Так, пора срочно восстанавливать приоритеты и функции ангела-хранителя. А именно, немедленно рассредоточить эту ее одержимость Игорем по другим объектам. Надежда, что она столь же фанатично направит свой интерес на меня, была более чем иллюзорной. С новыми увлечениями лучше не экспериментировать, чтобы потом отучать не пришлось. У всех друзей своих дел — выше крыши, одно только телефонное общение и остается, а ей всегда интереснее наблюдать за жизнью было…
А значит, самое ей время возвращаться на работу.
Глава 3. Посильный вклад Франсуа
Уже со значительной долей уверенности можно утверждать, что, вступив на земле в брак и произведя на свет потомство, ангелы, за редким исключением, оказываются неспособными сохранить тайну появления в их семьях наблюдателей от своих человеческих супругов. Реакция последних сводится, как правило, к одной из трех нижеперечисленных схем:
— Будучи не в состоянии оценить важность разделения функциональных обязанностей присутствующих на земле ангелов, человеческие родители исполинов воспринимают факт наблюдения за ними как признание некомпетентности их супругов-хранителей, что неминуемо влечет за собой снижение эффективности работы последних.
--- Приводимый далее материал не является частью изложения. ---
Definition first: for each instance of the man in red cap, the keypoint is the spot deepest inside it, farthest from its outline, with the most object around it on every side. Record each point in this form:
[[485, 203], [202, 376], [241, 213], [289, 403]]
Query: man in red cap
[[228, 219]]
— Исходя из печально известного на земле представления, что все неведомое опасно, человеческие родители исполинов делают вывод, что наблюдение за последними направлено исключительно на поиски негативных последствий их появления, что вызывает в них резкое предубеждение против всего ангельского сообщества и, следовательно, сводит практически к нулю вероятность их принятия в оное.
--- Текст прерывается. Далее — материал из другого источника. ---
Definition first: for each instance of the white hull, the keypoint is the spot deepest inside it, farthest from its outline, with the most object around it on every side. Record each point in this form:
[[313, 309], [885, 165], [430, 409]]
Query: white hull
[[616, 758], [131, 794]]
— Следуя распространенному среди людей стремлению к объединению на основании общности целей, задач или интересов, человеческие родители исполинов начинают поиски других необычных детей и исследование их корней, вплоть до привлечения к процессу наведения справок любых встретившихся им на пути ангелов, что резко повышает риск утечки информации о сущности последних.
Кроме того, нельзя не отметить, что столь необычное для непосвященного поведение человеческих родителей укрепляет в исполинах осознание своей исключительности, изначально происходящее из их способности уже на самых ранних этапах развития распознавать попадающих в их поле зрения ангелов. С одной стороны, такая способность может облегчить им последующее вступление в небесное сообщество; с другой, она явно ограничивает сферу их будущей деятельности исключительно его пределами. В любом, однако, случае эта выявленная в последнее время особенность исполинов может представить существенную опасность для последнего, начиная с момента их выхода из-под родительского надзора и самостоятельного вступления в человеческое общество, и требует дальнейшего, более глубокого изучения.
(Из отчета ангела-наблюдателя)
Честно говоря, мне трудно себе представить, что мои воспоминания смогут существенно обогатить коллекцию, собираемую Анатолием. И все же не могу не признать, что чувствую себя глубоко польщенным его просьбой и постараюсь как можно точнее изложить события, свидетелем которых я стал во время своего необычно длительного посещения фирмы «Виртуоз», сотрудничество с которой всегда приносило мне огромное удовольствие благодаря встречам с Таньей.
Обычно я посещаю своих партнеров в среднем раз в шесть месяцев, но в тот год мне пришлось задержаться с очередным визитом из-за глубинной реконструкции, с необходимостью которой вплотную столкнулась моя фабрика.
Работая в сфере декора, мы до тех пор использовали в производстве, главным образом, натуральное сырье, цены на которое, в частности на дерево, неуклонно растут, повышая тем самым стоимость нашей продукции. И рано или поздно мы просто не могли не оказаться перед выбором: либо превратиться в производителей элитных элементов интерьера, доступных лишь достаточно узкому кругу потребителей, либо переходить на высокотехнологичные пластмассы и керамику, которые позволили бы нам оставить в числе своих клиентов многочисленных покупателей из среднего класса.